Dès les premières lignes, des souvenirs d'enfance parfumés remontent à la surface: les fleurs des champs, la rosée du matin qui effleure la terre désséchée, les granges de foin... Dans le cadre idyllique de l'Ariège, Alexandrine Loubet retrouve sa terre natale où elle espère se reconstruire après un burn-out. L'ex professeure des écoles âgée de quarante ans donne sa démission et décide sur un coup de tête ou de coeur de retourner à Cominac, le village de son enfance. " Quand on a cessé de chercher, on ne peut se perdre " écrit-elle. Mais s'adapter à cette région rigoureuse, à cette Terre Courage, est d'abord une épreuve physique, dans laquelle elle se surpassera pour retrouver une énergie salvatrice.
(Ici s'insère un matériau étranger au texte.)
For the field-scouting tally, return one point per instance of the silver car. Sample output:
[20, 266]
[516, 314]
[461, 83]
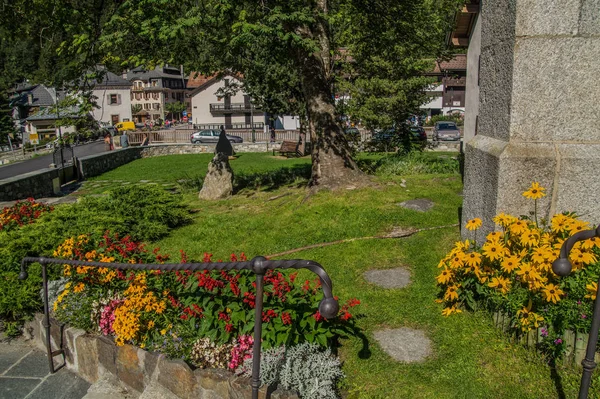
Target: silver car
[446, 131]
[212, 136]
L'autriceconvoque une mémoire affective qui oscille entre nostalgie et mélancolie. De chapitre en chapitre, elle nous propose de brèves incursions dans les tiroirs d'une commode emplie de souvenirs. Au fil des pages, elle pose son regard enchanté sur le village de ses ancêtres et convoque une galerie de portraits de gens du pays, qui ont en commun l'adjectif " vaillant " qualifiant à juste titre chaque habitant de la région. Entre le passage du camion épicerie et quelques escapades à travers champs, on croise donc l'oncle Jean-Marie qui joue de la mazurka, Huguette la dame au tablier, Guy le minimaliste au coeur pur, Claude l'octogénaire chasseur de taupe et ramasseur de feuilles mortes ou encore René et Nicole, parisiens ayant succombé aux charmes de l'Ariège. Quelques cousins d'outre-atlantique semblent eux aussi ne pouvoir résister au pouvoir d'attraction de la région, tels que Stacy l'expatrié américain ou encore Romi la trompettiste new-yorkaise qui entonne de vieux airs de jazz dans les ruelles de Cominac pour redonner vie à ses souvenirs.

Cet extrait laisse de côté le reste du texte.